Primi passi sulla formazione
Ma per farlo, è indispensabile investire sulla formazione e sull’aggiornamento professionale. Ben vengano dunque iniziative come il corso gratuito2 promosso dal Consiglio Nazionale dei Dottori Commercialisti e degli Esperti Contabili insieme alla Fondazione Nazionale Commercialisti, che nel 2024 proporrà dieci lezioni sul tema dell’intelligenza artificiale. Un’occasione preziosa per accrescere le proprie competenze e confrontarsi con i commercialisti italiani più digitali.

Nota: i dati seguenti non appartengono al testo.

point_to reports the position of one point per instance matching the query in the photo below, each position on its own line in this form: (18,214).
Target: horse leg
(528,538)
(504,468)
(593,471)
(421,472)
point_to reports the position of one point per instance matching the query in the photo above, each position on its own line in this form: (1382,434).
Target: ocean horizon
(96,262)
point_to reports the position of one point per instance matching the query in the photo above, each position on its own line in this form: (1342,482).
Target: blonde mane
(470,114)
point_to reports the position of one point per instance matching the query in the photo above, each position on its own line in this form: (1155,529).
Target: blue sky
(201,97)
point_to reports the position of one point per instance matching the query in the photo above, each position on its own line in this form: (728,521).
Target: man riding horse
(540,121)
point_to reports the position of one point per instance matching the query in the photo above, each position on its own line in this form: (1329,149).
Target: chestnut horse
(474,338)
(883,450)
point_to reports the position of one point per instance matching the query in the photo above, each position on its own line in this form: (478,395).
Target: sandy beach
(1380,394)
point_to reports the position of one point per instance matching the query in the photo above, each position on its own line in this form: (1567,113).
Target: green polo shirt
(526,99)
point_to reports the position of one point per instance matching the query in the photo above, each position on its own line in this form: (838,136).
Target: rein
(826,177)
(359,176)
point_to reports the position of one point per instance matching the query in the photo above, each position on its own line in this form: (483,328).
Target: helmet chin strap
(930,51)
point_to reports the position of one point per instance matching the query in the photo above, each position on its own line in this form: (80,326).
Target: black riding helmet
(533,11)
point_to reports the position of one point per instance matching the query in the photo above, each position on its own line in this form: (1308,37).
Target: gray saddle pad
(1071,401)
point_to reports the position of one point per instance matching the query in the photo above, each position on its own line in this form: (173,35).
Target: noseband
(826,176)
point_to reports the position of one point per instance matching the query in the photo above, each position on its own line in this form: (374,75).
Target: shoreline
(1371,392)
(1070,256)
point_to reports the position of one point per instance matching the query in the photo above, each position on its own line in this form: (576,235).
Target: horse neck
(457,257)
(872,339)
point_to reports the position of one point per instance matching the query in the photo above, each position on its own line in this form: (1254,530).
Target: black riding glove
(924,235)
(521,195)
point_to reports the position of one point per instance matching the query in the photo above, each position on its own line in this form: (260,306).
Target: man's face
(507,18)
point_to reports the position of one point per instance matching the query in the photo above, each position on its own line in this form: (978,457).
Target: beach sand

La digitalizzazione rappresenta per gli studi professionali una sfida complessa ma irrinunciabile. Una sfida che richiede visione, impegno, investimenti mirati e, soprattutto, un rafforzamento delle competenze digitali di base. Solo così i commercialisti potranno cogliere appieno le opportunità della rivoluzione tecnologica, rinnovando e ampliando la propria offerta di servizi. Il futuro è già qui, sta a noi esserne protagonisti.